Cumulative exports of cotton yarn, cotton cloth, knitwear, bed wear, towels and all other textile products fell by more than $74 million in July compared with June.

Experts commented that lack of electricity had wreaked havoc with the local textile industry. Industry stakeholders have also expressed fears that recent floods have caused significant damage to the cotton fields, limiting prospects of high production this year.

They say that imported cotton may be used to overcome the shortage, but this will hamper the competitiveness of local manufacturers.

Similar to textile exports, sale of Pakistani food items abroad also declined during July. Food exports stood at $275 million in July 2010, down $24 million from the previous month.

During this period, exports of basmati and other varieties of rice dropped to $184.8 million from $199.7 million in June. “These declines are certainly not presenting a pretty picture,” commented economist Asad Fareed, adding that “the true impact of the floods has not even been factored into exports as yet.”

Total exports from the country registered a decline of more than seven per cent in July when compared with the previous month, standing at $1.645 billion against $1.777 billion in June.

Food and textile exports constitute the biggest share in the country’s earnings through exports.

Food imports cancel out reduction in other imports

Palm oil imports shot up from $109.8 million in June to $147.3 million in July. Coupled with increases in demand for sugar and dry fruits, this rise took the value of food imports to $345.5 million in July from the preceding month’s tally of $313.4 million.

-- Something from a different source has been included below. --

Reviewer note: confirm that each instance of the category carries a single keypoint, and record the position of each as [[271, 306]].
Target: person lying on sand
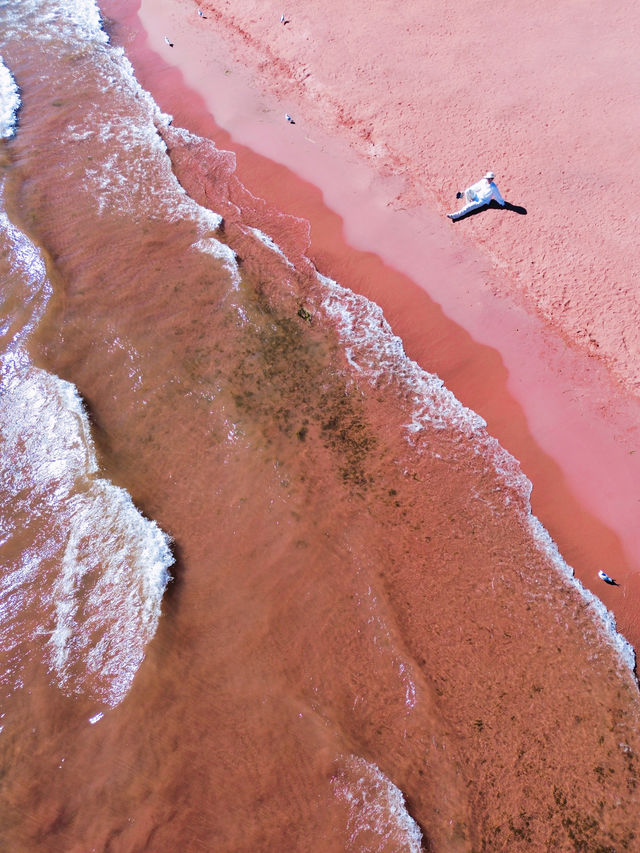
[[478, 195]]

Experts say that food imports typically surge before Ramazan. However, they warn that recent floods have damaged rice, cotton and sugarcane crops, which may drive up the country’s reliance on imported food for the rest of the year.

Country’s imports stood at $2.914 billion in July compared with $3.064 billion during the preceding month.

Imports of petroleum products and furnace oil, the biggest contributors to the import bill, dropped to $970 million in July compared with $1.136 billion in June.

“The capacity of local refineries has improved gradually, bringing down the nation’s reliance on crude imports,” said InvestCap Research Head Khurram Schezad.

“Ample rainfall has also helped bring down demand for furnace oil for power generation,” he added.

Experts pointed out that local consumption of furnace oil had dropped by four per cent month-on-month in July. Schezad added “the continuing circular debt has also limited refineries’ ability to import crude oil, thus bringing down imports.”

Imports of miscellaneous products such as rubber tyres, wood, jute and paper also fell from $64.5 million in June to $54.7 million in July.

Published in The Express Tribune, August 20th, 2010.